Turner said he spent sleepless nights before deciding on the dismissals. The emplyees had done nothing illegal, but had displayed bad judgement and a lack of professionalism, Turner said.

"Each was entrapped by the same mechanism," said the CIA director. "That mechanism was trying to help a friend.

"When I realized that these two officers had merged their unofficial with their official duties . . . I found that I could no longer go to sleep at night and feet that the intelligence agency was under complete control. Therefore, I felt it necessary not to have these individuals in the community," he said.

Turner said the firings were meant to set an example.
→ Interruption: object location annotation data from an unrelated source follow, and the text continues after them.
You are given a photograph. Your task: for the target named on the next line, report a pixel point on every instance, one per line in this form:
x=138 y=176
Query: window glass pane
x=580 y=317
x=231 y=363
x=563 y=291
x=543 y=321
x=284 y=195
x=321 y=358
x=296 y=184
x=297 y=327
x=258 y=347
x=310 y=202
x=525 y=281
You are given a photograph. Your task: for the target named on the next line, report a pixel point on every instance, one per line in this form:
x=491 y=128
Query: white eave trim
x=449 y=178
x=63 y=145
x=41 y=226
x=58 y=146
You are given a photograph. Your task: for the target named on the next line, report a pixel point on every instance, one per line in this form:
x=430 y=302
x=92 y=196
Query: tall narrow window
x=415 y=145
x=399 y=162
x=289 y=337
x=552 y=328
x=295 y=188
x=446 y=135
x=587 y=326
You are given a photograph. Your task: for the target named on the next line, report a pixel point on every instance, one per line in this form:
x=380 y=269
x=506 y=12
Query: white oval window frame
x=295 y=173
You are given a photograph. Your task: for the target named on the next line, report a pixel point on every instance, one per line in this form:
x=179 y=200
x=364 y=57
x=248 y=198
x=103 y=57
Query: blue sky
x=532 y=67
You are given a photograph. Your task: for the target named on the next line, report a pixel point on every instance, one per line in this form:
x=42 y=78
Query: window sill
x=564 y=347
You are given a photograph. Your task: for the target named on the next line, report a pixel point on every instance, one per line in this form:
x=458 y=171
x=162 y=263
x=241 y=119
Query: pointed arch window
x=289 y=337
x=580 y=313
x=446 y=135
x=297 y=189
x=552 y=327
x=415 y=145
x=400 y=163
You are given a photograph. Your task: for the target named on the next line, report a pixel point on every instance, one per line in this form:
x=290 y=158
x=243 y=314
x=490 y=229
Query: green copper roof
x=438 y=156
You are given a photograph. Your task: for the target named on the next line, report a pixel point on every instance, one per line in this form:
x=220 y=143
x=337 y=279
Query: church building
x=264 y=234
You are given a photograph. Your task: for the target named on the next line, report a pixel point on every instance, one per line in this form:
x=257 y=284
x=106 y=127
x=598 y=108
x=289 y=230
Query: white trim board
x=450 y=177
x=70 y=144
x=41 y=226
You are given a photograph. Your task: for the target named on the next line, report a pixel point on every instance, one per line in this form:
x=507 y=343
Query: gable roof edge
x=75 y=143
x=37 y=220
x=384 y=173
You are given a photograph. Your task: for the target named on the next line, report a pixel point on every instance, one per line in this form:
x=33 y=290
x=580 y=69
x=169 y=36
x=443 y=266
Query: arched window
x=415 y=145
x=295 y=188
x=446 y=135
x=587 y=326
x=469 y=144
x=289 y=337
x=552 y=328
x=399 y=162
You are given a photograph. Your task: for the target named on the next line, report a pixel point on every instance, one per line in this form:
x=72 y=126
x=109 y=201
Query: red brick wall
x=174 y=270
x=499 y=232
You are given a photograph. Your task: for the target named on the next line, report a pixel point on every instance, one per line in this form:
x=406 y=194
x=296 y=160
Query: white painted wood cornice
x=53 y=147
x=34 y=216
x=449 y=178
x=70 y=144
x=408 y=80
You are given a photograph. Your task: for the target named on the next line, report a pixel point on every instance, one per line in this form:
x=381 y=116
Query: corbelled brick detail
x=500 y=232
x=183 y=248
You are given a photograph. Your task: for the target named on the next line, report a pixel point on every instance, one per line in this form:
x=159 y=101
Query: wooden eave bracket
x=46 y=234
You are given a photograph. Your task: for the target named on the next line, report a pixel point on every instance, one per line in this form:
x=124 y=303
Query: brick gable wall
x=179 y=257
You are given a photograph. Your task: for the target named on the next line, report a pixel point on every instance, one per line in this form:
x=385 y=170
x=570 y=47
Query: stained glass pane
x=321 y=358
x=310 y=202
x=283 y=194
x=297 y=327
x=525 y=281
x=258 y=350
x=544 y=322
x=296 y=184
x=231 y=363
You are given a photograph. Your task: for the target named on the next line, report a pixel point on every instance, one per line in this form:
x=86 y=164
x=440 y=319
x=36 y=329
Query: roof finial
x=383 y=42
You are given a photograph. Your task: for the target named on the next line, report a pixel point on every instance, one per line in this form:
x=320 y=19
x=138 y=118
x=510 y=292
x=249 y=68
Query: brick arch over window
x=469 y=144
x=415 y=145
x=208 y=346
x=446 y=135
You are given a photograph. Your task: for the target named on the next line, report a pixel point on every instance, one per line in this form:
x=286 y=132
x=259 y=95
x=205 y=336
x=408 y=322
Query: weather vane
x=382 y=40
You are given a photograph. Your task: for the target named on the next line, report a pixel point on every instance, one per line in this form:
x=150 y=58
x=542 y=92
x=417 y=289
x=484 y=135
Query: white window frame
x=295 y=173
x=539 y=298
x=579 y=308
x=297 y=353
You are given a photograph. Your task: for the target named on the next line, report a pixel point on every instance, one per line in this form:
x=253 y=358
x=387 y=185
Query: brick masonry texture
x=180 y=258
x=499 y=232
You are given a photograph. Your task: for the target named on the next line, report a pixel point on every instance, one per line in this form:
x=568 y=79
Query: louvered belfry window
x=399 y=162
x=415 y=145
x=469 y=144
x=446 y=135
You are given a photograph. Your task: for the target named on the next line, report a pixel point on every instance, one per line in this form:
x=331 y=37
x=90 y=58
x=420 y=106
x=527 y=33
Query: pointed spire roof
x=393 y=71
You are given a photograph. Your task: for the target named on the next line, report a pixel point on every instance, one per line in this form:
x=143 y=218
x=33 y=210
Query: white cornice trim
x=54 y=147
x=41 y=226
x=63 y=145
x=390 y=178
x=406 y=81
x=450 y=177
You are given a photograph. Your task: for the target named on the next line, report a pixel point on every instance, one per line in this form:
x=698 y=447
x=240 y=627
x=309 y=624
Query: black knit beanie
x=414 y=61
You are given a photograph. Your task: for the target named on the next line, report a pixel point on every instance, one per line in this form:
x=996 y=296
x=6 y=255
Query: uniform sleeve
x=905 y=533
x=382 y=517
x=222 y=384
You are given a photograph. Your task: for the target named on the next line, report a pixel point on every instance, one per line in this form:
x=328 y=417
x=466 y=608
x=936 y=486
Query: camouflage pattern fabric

To wit: "While loyalty to friends is an admirable trait, they must put loyalty to the agency and to the country first."

On the budget disclosure, Turner said, "Some of the public think we spend X-billion a year on intelligence when, in fact, we spend one-tenth of X-billion . . . Putting it (the intelligence budget) in proportion for them may be some help."

Former CIA Director William E. Colby disagreed.

"It would be very unwise for our nation to be the first in the world to reveal its intelligence budget," he told the panel.

Colby, who headed the agency from 1973 to 1976, said that if the committee votes to make the overall intelligence budget figure available. "I confidently predict that you will be inundated by a series of questions in the coming years as to what the figure includes and what it excludes. Why does it go up? How does it work? And I believe that we will in very short time be losing much of the value of the sums appropriated for these intelligence activites."

Sen. Frank Church (D-Idaho), who chaired the original Senate investigation of the nation's intelligence agencies from January, 1975, to May, 1976, and Sen. William Proxmire (D-Wis.) rejected the view that public disclosure of intelligence budgets would hurt the national interest.

Church said the aggregate figure for intelligence-gathering operations and the individual totals for the various agencies "would allow the Congress and the people to begin to make the hard trade-offs between the different items in the federal budget."